5. Despite Nestle’s video misrepresents that there are no effects or adverse impacts, they are trying the case they lost in the trial court, appellate courts of Michigan in a video to the public. Pathetically, sad. The trial court found major effects in drops in flows and levels, and impairment of the environment, and that Nestle violated the Michigan Environmental Protection Act and its pumping caused and would cause substantial harm and interference with riparian interests and was unreasonable use under Michigan water law because of the drops in flows, levels, and impacts. The Court of Appeals, even though relaxing unreasonable us standard in favor of Nestle, concluded pumping at 400 gpm was unreasonable and unlawful, and affirmed the trial court’s findings of substantial harm and interference, and the trial court’s conclusion that, after 19 days of scientific battling in court. The trial court found Nestle’s experts were not credible, going so far as calling one a “company man.” The Court of Appeals affirmed the substantial harm findings. The Supreme Court let the findings stand, despite Nestle’s arguments to the contrary.
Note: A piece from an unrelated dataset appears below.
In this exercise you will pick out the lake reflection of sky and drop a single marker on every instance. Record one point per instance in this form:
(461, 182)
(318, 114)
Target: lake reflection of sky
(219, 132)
6. Effects and impacts have continued during the low flow seasons of 2003, 2004, 2005, ,2007. Nestle is under an injunctive order to reduce pumping below 125 gpm or more during Summer months, and that is because of effects and impacts. Nestle and Plaintiffs stipulated and agreed to these limits as part of injunction remedy after liability was affirmed.

7. MCWC and Nestle are back in court, with hearing scheduled for March 2009, to refine the injunction, because Nestle’s pumping needs to be reduced more during low flow seasons or cycles, given the continued harm.

And, yes, there is not one independent or neutral carrier in Nestle’s video. Noah Hall, despite his representations, has supported Nestle, despite his attestations he doesn’t personally do bottled water, including Nestle’s legal arguments to weaken water law to the Michigan Court of Appeals. Russ Harding was former Governor Engler’s appointed Director of environmental quality department, and issued the permits for Nestle for the 4 water wells. Harding has published pro Nestle editorials, and is basically a lackey for the industry. The local well permit guy doesn’t have the expertise or jurisdiction for his statements, and the DEQ punted its responsibility because Russ Harding, in the video, was a director. Nestle’s consultant’s statements lost or were rejected by the courts as noted above.

Jim Olson, Attorney, Michigan Citizens for Water Conservation

While Olson knocks the stuffing out of the Nestle video, it’s clear the thing’s gotten some play among what seems to be an emerging online water punditry, who seem willing to dismiss FLOW’s anti-privatization stance without noting that Nestle’s rebuttal video is wholly misleading.

Even worse, it appears Nestle operatives are posting comments on the Internet below related stories. (Witness the message-perfect comment that fired Jim Olson’s response – the work of a Nestle PR person perhaps?)

It’s either blind advocacy or stealth marketing – neither of which is exactly ethical – and it’s yet another sign of Nestle Water’s ongoing lack of integrity.